Ford will künftig mehr Geld in die Entwicklung kleinerer Elektroautos statt großer Fahrzeuge investieren, da Kunden keinen hohen Aufpreis für Elektrofahrzeuge zahlen wollen.
Ford investiert mehr in die Entwicklung kleinerer Elektroautos

Der US-Autoriese Ford plant, in Zukunft mehr Geld in die Entwicklung von kleineren Elektroautos anstelle von größeren Fahrzeugen zu investieren. Ford-Chef Jim Farley sagte am Dienstag, dass er davon ausgehe, dass dies auch ein branchenweiter Trend sein werde. Es hat sich gezeigt, dass Kunden zwar Interesse an Elektrofahrzeugen haben, aber viele keinen hohen Aufpreis dafür bezahlen möchten. Gleichzeitig betonte der Ford-Chef, dass der Übergang zu Elektroautos für das Unternehmen unausweichlich sei.
In der Corona-Pandemie hätten die damals rasant steigenden Elektroauto-Verkäufe überzogene Erwartungen an die künftige Nachfrage geschürt, sagte Farley. Die Investitionen sollten nun stärker an das tatsächliche Interesse angepasst werden. Das günstigere Tesla-Modell und die Fahrzeuge chinesischer Hersteller würden in Zukunft «die ultimative Konkurrenz» würden. Tesla will die Produktion seines neuen Fahrzeugs voraussichtlich Ende 2025 beginnen.
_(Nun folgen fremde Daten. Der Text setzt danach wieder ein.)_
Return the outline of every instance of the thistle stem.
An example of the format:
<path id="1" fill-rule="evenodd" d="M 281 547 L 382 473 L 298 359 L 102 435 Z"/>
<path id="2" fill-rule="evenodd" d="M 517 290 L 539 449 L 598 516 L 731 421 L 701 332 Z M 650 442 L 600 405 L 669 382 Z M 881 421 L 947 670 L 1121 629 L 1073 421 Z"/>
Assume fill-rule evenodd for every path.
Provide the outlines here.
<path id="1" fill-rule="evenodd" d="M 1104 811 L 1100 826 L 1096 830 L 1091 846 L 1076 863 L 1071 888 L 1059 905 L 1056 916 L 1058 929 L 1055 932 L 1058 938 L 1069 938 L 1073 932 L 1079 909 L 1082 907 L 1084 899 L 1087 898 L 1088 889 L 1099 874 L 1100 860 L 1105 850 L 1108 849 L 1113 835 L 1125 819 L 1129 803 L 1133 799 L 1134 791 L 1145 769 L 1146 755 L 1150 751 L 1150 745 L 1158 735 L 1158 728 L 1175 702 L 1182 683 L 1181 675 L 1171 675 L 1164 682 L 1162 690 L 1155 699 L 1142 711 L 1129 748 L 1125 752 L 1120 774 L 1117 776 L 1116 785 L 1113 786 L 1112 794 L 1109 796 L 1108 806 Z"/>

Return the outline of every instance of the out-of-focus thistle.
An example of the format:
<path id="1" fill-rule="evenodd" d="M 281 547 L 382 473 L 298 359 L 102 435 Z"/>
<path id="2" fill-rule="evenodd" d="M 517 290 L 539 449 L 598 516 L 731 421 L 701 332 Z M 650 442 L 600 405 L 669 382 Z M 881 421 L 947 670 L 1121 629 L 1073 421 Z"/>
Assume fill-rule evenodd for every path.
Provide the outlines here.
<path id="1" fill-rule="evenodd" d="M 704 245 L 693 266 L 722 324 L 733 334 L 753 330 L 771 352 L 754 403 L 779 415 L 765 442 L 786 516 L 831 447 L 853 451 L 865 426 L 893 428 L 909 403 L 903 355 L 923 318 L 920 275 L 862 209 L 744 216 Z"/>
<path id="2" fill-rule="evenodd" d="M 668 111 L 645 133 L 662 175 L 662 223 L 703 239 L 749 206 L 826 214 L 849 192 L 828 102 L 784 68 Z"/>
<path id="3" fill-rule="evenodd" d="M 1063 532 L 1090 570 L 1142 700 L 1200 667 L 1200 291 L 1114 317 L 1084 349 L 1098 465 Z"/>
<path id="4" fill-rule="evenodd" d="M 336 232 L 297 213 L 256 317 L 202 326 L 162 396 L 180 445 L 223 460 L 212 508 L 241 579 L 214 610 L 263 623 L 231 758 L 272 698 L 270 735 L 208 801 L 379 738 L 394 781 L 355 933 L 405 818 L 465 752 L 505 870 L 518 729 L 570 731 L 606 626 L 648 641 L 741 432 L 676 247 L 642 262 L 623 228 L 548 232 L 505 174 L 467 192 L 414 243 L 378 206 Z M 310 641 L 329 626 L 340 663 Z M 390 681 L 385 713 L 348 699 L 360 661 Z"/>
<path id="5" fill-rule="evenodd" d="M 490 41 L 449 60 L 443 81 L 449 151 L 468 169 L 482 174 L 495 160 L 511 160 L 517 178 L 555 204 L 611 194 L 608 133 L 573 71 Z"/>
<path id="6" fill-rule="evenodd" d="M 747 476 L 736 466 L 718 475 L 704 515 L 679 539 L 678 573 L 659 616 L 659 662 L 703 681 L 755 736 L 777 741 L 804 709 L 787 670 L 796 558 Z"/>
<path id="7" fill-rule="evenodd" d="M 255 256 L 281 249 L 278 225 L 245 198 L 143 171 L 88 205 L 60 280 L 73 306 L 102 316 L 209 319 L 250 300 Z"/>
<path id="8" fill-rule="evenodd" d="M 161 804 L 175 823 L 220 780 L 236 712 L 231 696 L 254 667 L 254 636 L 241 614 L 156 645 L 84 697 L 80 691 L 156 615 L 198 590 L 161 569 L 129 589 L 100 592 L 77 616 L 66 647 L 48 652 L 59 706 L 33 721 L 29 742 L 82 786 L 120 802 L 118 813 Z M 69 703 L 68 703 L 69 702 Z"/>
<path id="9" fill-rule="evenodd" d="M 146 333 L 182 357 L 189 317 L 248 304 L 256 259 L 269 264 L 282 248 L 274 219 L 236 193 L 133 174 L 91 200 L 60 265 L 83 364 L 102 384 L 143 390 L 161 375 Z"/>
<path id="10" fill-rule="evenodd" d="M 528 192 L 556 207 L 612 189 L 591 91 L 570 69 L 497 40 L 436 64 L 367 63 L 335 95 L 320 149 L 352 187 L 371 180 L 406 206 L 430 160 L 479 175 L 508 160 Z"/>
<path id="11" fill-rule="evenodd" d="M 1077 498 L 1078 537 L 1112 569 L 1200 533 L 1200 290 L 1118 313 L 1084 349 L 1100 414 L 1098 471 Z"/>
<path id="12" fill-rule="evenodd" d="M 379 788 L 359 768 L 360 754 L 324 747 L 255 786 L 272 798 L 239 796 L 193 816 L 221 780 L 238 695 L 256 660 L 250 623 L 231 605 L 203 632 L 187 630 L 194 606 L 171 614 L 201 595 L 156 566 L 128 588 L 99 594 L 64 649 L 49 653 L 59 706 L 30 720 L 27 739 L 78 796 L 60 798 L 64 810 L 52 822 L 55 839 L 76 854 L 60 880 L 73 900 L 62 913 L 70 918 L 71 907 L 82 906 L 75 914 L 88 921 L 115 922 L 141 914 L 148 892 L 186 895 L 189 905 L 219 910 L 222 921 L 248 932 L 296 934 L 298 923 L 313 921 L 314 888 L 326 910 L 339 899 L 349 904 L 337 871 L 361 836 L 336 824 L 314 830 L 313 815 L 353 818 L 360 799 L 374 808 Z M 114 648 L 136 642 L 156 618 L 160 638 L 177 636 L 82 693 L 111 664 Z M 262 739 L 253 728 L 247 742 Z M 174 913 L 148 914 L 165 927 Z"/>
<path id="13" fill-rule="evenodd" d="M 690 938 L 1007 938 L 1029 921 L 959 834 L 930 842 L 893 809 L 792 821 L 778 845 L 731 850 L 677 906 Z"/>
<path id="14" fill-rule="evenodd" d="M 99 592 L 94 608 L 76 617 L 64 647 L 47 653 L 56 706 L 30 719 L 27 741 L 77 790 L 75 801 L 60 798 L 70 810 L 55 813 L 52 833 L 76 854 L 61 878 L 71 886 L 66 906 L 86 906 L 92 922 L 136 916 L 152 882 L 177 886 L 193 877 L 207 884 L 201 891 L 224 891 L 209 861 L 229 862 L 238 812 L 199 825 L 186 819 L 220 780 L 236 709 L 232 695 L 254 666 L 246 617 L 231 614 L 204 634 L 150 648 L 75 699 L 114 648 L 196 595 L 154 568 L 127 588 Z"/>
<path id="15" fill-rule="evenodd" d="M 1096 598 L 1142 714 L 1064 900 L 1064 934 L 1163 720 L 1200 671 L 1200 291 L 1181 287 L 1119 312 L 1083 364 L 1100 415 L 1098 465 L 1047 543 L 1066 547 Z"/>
Sparen will Ford auch mit dem Verzicht auf Funktionen, die bei Kunden auf wenig Interesse stoßen. Als Beispiel nannte Ford-Manager Kumar Galhotra die Einpark-Automatik, die «sehr, sehr wenige Leute nutzen». Also könne Ford die Funktion entfernen – und pro Fahrzeug 60 Dollar sparen, was auf etwa zehn Millionen Dollar im Jahr hinauslaufe.
Im letzten Quartal stieg der operative Verlust der Elektroauto-Sparte auf 1,57 Milliarden Dollar. Hingegen erzielte das Nutzfahrzeug-Geschäft einen operativen Gewinn von 1,8 Milliarden Dollar. Zusätzlich verdiente Ford mit Verbrennern und Hybrid-Fahrzeugen 813 Millionen Dollar.
Hybrid-Antriebe
In den letzten Monaten wurden Hybrid-Antriebe zu einem Verkaufsschlager für US-Autokonzerne – auch weil sie preiswerter als Batterie-Fahrzeuge sind. Ford betont ebenfalls, dass auch bei Nutzfahrzeugen vermehrt Elektro-Modelle gekauft werden.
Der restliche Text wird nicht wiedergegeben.